Created attachment 243563 [details] pkg -d update output from version 1.20.4 I am running FreeBSD 12.4-RELEASE-p3 and use ports-mgmt/poudriere to create a package repository. This repository is hosted on a web server accessed by other machines and jails. The web server uses digest authentication to provide basic privacy for the contents of that repository (aiming to hide precise software version numbers). ports-mgmt/pkg version 1.19.2 works without issue. Version 1.20.4 fails. Running pkg -d update I can see that version 1.20.4 attempts to fetch from my web server using basic HTTP authentication but does not use digest authentication in response to the server's 401 reply. My pkg repository configuration: my_poudriere_repo: { url: "http://redactedusername:redactedpassword@pkg/${VERSION_MAJOR}${VERSION_MINOR}${ARCH}-default" enabled: true, signature_type: "pubkey" pubkey: "/etc/ssl/keys/my_pkg_repo.pub" mirror_type: "none" } I have attached a redacted version of the output from pkg -d update. I note that pkg began to use libcurl in place of fetch from version 1.20.0. Workarounds: - Lock ports-mgmt/pkg to version 1.19.2 before updating packages by running: # pkg lock ports-mgmt/pkg - Remove digest authentication from webserver, switching to basic or none.
See also the related discussion on the FreeBSD forums here: https://forums.freebsd.org/threads/problem-updating-packages.89687/ For the benefit of people searching, the output when running pkg update looks like: Updating my_package_repository repository catalogue... pkg: An error occured while fetching package pkg: An error occured while fetching package repository my_package_repository has no meta file, using default settings pkg: An error occured while fetching package pkg: An error occured while fetching package Unable to update repository my_package_repository Error updating repositories!
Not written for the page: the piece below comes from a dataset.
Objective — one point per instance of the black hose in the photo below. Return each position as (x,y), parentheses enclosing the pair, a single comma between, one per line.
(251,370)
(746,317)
Created attachment 243772 [details] always allow all supported auth can you try adding the patch into the files/ directory of the pkg ports and try again? it should fix your issue.
Created attachment 243823 [details] pkg -d update output from patched version of 1.20.4 Thank you, that is working well. I have attached a redacted version of the output from pkg -d update, using the patched version. I also watched the HTTP traffic using tcpdump and was happy not to see the password transmitted in the clear (as one would expect with basic HTTP authentication), appreciating that if I wanted proper security I should be using HTTP over TLS.
Fixed in 1.20.6
FTR: Digest is a deprecated mechnism due to its complexity and use of MD5/SHA-1.